Among the 534 infants hospitalized for bronchiolitis, 294 (55.1%) were diagnosed with asthma and 102 (19.1%) were hospitalized for asthma within 5 years of discharge. There was no significant difference in asthma diagnosis rates related to length of hospitalization, intensive care unit stay, albuterol treatments received, supplemental oxygen, respiratory support, highest respiratory rate, and respiratory syncytial virus infection.

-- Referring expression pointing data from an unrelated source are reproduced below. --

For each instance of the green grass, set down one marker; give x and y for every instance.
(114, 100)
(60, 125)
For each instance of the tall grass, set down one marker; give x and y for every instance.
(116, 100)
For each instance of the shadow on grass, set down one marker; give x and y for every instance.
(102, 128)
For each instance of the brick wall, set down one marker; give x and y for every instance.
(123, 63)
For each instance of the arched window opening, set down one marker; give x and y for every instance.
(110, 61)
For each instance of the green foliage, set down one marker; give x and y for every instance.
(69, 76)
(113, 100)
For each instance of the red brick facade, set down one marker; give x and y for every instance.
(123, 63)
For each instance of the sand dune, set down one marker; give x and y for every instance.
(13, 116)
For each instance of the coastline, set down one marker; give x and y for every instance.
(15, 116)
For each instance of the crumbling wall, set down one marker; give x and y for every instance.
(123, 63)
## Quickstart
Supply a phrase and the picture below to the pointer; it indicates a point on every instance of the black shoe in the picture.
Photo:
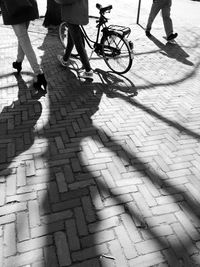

In an adjusted multivariate logistic regression analysis, the researchers determined that age, sex, race, and family history of asthma in a first-degree relative were independently associated with asthma diagnosis after bronchiolitis hospitalization. However, after stratifying the model by family history of asthma, the researchers found that age and race were only significant predictors for an asthma diagnosis in infants without a family history of asthma (age: odds ratio [OR], 1.19; 95% CI, 1.08-1.32; race: OR, 4.06; 95% CI, 1.56-10.58). Sex was a significant predictor of future asthma in both models (female vs male sex: OR, 0.46).
“Infants from a population with high asthma prevalence hospitalized with bronchiolitis had a high prevalence of asthma diagnosis and health care use for asthma during the 5-year period post discharge,” the researchers wrote. “The severity of illness and clinical factors during hospitalization were not associated with future asthma diagnosis.”
Clark A, Dong N, Roth T, Douglas LC. Factors associated with asthma diagnosis within five years of a bronchiolitis hospitalization: a retrospective cohort study in a high asthma prevalence population. Hosp Pediatr. 2019;9(10):794-800.